Modern man's earliest known close ancestor was significantly more apelike than previously believed, a New York University College of Dentistry professor has found.
A computer-generated reconstruction by Dr. Timothy Bromage, a paleoanthropologist and Adjunct Professor of Biomaterials and of Basic Science and Craniofacial Biology, shows a 1.9 million-year-old skull belonging to Homo rudolfensis, the earliest member of the human genus, with a surprisingly small brain and distinctly protruding jaw, features commonly associated with more apelike members of the hominid family living as much as three million years ago. http://www.sciencedaily.com/releases/2007/03/070324133018.htm
Moreover this lack of true intermediate species is the general and unbroken rule on this planet.
All extinct species are intermediate species
Basically, nobody with anything resembling brains or talent is defending evolution at this juncture; it is being defended by dead wood and second and third raters.
Thousands of PhDs are wrong and Wendy1946 is right. Your ignorance of the topic is profound.

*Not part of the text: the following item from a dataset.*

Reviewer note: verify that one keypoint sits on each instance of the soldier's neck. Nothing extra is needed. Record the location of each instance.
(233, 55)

I know what you're trying to say, but your statement is wrong. Most extinct species died out without leaving descendants. Several major extinction events killed off roughly 90% of all species living at the time, and the earth was repopulated by the minority which survived. Most of the extinct hominids you talk about all the time left no descendants; only Homo sapiens survived.
Every competent and honest scientist who has ever examined the situation is on record to the effect that there ARE NO intermediate species, e.g.
"I just cannot believe that everything developed by random mutations.........".
(Dr Dennis Gabor, winner of 1971 Noble peace prize in Science)."Nine-tenths of the talk on Evolution is sheer nonsense, not founded on observation and wholly unsupported by facts. This museum is full of proofs of the utter falsity of their views. In all this great museum, there is not a particle of evidence of the transmutation of species".
(Dr Etheridge, world famous paleontologist of the British museum)."To postulate that the development and survival of the fittest is entirely a consequence of chance mutations seems to me a hypothesis based on no evidence and irreconcilable with the facts. These classical evolutionary theories are a gross over-simplification of an immensely complex and intricate mass of facts, and it amazes me that they are swallowed so uncritically and so readily, by so many scientist without a murmur of protest".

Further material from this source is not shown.